Along with the continuous development of the computer hardware and the computer graphics algorithm, computer animation is becoming the hottest focus of current research. In the field of computer animation, character animation is a popular research direction. It has achieved great success in the field of digital entertainment, but there are still a lot of problems need to be solved.
     Character animation is the animating of characters in really environment, ensuring the reality of characters is the only way to make human motion real and increase the immersion. However, a character has multiple degrees of freedom, and its limb movements are complex. Besides, the figure is irregular, and movement style is protean. Human are familiar with their own movements, and they can easily detect the uncoordinated movement, even a walking posture can give enough information to identify an acquaintance. So, keeping the reality of the human motion is an important problem , also the first problem we focus on in this thesis.
     Research shows that character animation methods based on motion data can ensure the reality of character, because the data come from the real world activities of the performers. So, the motion data method is used to drive the character. However, the principle of the method is a simple recording and playback of three dimensional movement, it cannot provide more interactive controlling. This makes the data cannot be reuse and difficult to adapt to the application of strong interactions.

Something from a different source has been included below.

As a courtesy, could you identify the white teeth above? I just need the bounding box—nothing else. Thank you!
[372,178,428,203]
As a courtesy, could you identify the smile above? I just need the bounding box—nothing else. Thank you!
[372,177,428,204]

     In order to solve the problem, the motion data is built into a motion graph, so target motion generating is changed into graph search problem. This method makes every frame of motion data a node of motion graph, and create transitions between similar postures as edges of the graph. After that, linear structure of the original motion data is reconstructed as more flexibility graphic structure. However, the motion graph method has its inherent fault which the efficiency and functional of generated movements subject to its original motion capture database.
     In order to solve the defects of motion graph method, the motion graph is expanded and compressed. The purpose of expansion is increasing the function, and that of compression is reducing the capacity of the graph.

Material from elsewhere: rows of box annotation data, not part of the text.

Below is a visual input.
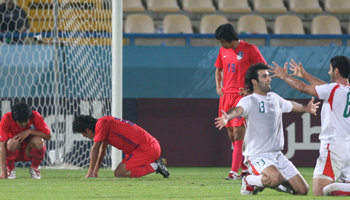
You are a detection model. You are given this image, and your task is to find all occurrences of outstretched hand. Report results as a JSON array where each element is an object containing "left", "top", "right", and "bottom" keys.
[
  {"left": 289, "top": 59, "right": 305, "bottom": 78},
  {"left": 268, "top": 61, "right": 289, "bottom": 80},
  {"left": 306, "top": 97, "right": 320, "bottom": 116},
  {"left": 214, "top": 110, "right": 228, "bottom": 130}
]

     The current character animation techniques rely on experienced animators, and is a heavy physical and mental work. Increasing the efficiency of character animation and reducing the participation of animators can effectively reduce the time and character animation production costs. However, due to its complexity and uncertainty, improving the animation production efficiency is a challenge. This is the second problem which is solved in this thesis.
     The usual application of character animation is producing animation of certain environment. In order to improve efficiency of character animation, a method to automatic synthesis character animation in complex environment is proposed.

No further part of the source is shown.